Before you launch, size your memory correctly with our free Minecraft RAM Calculator, and dial in gamemode, difficulty, and view distance with the Server Properties tool. Once you are in game, our Minecraft commands list covers the day-to-day admin commands you will use most.
Frequently Asked Questions
Is Purpur faster than Paper?
There is no official benchmark either way. Purpur inherits Paper’s optimizations and historically merges Pufferfish performance patches, so real-world performance is very close. Treat any specific “X% faster” claim as unverified, because neither project publishes head-to-head numbers.
Do Paper plugins work on Purpur?
Yes. Purpur supports plugins built for the Bukkit, Spigot, and Paper APIs, and it inherits all Paper API by design. Any plugin that runs on Paper runs on Purpur, which is why switching between them requires no plugin changes.
Can Paper or Purpur run Forge or Fabric mods?
No. Both are plugin servers, not mod loaders, so neither runs Forge or Fabric mods. That is a separate category. If you need mods, look at Forge or Fabric, or a hybrid like Mohist that aims to combine mods and plugins.

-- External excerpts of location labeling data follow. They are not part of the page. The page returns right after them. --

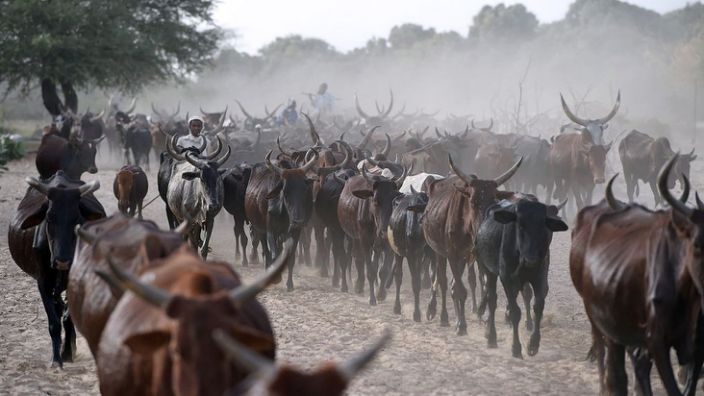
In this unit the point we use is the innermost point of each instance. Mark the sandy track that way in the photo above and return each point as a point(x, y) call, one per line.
point(316, 322)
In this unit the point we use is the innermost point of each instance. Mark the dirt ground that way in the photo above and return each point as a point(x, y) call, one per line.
point(316, 322)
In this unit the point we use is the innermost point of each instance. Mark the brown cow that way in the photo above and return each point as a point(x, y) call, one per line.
point(454, 212)
point(158, 339)
point(127, 241)
point(130, 187)
point(577, 164)
point(328, 380)
point(640, 278)
point(642, 157)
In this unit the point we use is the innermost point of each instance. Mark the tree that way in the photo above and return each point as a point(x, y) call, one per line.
point(409, 34)
point(102, 43)
point(512, 23)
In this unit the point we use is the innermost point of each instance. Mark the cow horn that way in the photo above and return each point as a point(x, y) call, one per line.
point(251, 361)
point(193, 161)
point(359, 108)
point(368, 137)
point(387, 147)
point(507, 175)
point(126, 280)
point(89, 188)
point(457, 171)
point(685, 193)
point(273, 112)
point(155, 111)
point(267, 161)
point(350, 368)
point(217, 151)
point(665, 192)
point(225, 157)
point(609, 194)
point(311, 163)
point(391, 104)
point(178, 110)
point(84, 235)
point(245, 293)
point(700, 204)
point(406, 172)
point(570, 115)
point(613, 110)
point(278, 143)
point(365, 174)
point(183, 228)
point(37, 184)
point(98, 116)
point(313, 133)
point(132, 106)
point(243, 110)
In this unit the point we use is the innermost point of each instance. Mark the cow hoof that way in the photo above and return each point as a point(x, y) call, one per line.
point(432, 309)
point(397, 308)
point(461, 329)
point(529, 325)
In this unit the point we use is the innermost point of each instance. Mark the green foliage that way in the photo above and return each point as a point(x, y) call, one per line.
point(103, 43)
point(501, 23)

Is switching from Paper to Purpur safe?
Purpur is designed as a drop-in replacement. Its FAQ states that with an unedited purpur.yml, “running this JAR is no different than running Paper,” because it sets everything it changes to Paper’s default behaviors. As with any server change, back up your world first.
Which has better support and community?
Paper has the larger community and the most extensive documentation, and as the upstream project it tends to receive fixes first. Purpur is community-driven and, in its own words, “driven by free time and passion,” with a smaller team maintaining its extra feature layer on top of Paper.